I never found my niche

I enjoy reading mystery novels. Even more if the main character is a female. Even more if the plot involves some kind of “headology” — that intriguing mish-mash of psychology and shamanism, magic and wishing. (Granny Weatherwax is what I consider to be the model for practicing headology, but I’ve posted about her before and that’s off the topic of this post.)

I am thinking about niches and headology (two rarely connected topics) because I just finished the novel Night Angel, which applies various kinds of headologies to the process solving a murder mystery that involves a group of former 1960 Haight-Ashbury roommates.

I never lived that hippie life except in occasional free-flowing fantasies that I knew would probably not be as satisfying if played out in reality. But that didn’t stop me from fantasizing.

In the 1960s, I was married with children and living in a rural suburbia; I believed that had I not been living the responsible life, I might have been on some Magical Mystery Tour of my own, taking the Electric Kool Aid Acid Test. But I never even had a puff of pot back then. (Oh wait, yes, once, when a cousin who was married to a prison guard gave me a joint to try. Never having even learned how to smoke a cigarette, it was a failed secret experiment for me.)

If housewifery was not my niche, neither was hippiedom. Decades went by without the feeling that I had finally found where I was supposed to be in the world. I simply made the best of wherever I found myself. I guess that I am still doing that.

I look back and see myself as sort of a wife, sort of a mother, sort of a poet, sort of an activist, sort of a bureaucrat, sort of a dancer …. so many sorts, but no real niche, no place of grounding.

Maybe I found this Night Angel novel intriguing because each character seemed to have his or her own consistent niche.

My late once-husband had a very definite niche: He was a writer. He once said to me that everything else was just sawdust. He lived to write. He had found his niche.

Alongside my new La-Z-boy recliner is a box with 700+ pages of a typewritten novel of his that our son is self-publishing for him posthumously. It will be available soon to the public.

I want to read it because he often wrote with a strong sense of the power of headology, and his female characters were always forces of nature.
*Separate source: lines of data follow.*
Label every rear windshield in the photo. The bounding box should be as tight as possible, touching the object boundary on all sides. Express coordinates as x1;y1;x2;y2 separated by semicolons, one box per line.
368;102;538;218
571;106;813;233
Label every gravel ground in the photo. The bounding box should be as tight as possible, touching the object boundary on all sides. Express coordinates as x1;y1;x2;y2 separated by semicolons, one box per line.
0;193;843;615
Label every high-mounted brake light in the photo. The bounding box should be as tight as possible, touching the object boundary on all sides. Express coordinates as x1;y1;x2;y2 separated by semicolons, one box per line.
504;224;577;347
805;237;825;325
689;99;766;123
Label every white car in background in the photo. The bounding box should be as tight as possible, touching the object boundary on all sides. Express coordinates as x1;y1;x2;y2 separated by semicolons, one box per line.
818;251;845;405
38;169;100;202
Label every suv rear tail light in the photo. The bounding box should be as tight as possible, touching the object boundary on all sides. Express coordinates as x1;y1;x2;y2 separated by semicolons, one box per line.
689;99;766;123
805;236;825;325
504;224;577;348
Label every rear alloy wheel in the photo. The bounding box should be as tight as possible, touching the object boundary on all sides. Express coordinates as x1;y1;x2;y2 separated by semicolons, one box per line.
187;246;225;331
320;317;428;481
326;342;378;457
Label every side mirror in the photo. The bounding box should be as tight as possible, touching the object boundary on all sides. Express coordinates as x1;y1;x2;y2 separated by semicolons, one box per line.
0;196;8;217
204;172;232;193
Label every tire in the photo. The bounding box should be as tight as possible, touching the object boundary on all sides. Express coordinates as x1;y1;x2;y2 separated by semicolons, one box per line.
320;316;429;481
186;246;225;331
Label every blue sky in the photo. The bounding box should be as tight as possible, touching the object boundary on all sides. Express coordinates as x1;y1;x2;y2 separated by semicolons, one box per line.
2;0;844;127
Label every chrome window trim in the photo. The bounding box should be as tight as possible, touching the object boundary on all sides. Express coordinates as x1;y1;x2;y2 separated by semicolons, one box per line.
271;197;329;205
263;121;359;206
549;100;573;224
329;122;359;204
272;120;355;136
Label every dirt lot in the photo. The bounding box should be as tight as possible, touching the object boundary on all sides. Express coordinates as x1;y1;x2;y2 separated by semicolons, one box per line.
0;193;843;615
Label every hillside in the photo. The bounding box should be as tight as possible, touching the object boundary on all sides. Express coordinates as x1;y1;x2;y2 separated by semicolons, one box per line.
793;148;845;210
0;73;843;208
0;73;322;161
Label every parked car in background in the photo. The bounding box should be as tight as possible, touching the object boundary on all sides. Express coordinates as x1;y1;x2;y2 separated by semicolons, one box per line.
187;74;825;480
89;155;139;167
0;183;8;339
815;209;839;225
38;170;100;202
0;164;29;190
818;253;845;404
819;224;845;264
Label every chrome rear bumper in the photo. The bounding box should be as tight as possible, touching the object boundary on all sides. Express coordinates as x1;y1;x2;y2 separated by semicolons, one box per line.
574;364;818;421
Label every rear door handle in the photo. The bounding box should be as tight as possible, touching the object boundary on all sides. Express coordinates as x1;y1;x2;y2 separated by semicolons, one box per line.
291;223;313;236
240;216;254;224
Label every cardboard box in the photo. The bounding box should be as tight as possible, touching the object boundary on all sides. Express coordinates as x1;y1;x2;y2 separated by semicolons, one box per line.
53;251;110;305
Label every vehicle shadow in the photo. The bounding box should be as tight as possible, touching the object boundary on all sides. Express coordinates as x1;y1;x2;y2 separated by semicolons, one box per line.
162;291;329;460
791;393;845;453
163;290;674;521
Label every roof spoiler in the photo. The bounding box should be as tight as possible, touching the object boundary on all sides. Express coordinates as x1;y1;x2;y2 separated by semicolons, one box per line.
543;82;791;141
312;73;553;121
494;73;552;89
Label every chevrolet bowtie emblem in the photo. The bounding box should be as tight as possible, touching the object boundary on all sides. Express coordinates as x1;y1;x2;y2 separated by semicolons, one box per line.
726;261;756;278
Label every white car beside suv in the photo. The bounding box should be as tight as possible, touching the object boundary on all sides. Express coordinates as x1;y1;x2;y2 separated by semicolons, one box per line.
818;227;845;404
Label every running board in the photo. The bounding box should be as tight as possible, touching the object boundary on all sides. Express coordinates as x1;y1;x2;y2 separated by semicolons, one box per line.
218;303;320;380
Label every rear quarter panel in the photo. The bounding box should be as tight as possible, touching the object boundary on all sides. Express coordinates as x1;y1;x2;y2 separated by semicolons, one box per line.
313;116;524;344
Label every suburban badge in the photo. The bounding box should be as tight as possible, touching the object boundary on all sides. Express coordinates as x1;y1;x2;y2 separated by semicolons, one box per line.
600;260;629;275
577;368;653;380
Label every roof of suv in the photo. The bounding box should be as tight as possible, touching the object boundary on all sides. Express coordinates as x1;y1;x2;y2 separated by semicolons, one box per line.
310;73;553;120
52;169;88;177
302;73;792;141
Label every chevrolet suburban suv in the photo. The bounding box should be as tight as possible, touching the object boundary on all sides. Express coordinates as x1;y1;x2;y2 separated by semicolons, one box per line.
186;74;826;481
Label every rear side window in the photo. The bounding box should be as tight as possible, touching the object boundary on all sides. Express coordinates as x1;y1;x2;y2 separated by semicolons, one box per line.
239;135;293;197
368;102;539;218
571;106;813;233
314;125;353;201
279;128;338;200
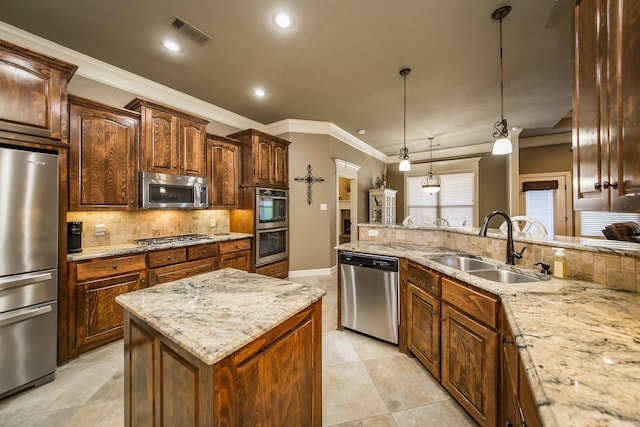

But at the moment there is something in me that is envious of his niche — resentful, even. His niche has manifested into legacies that will go on without him.

You need a niche to leave a legacy.

I never found my niche.

Unless it’s late night blogging.

2 thoughts on “I never found my niche

  1. Hrm…don’t think you need a niche for a legacy. You will leave something behind in the time you’ve spent with your grandson — he will remember growing up with his grandmother in the house and what that meant. There are LOTS of legacies.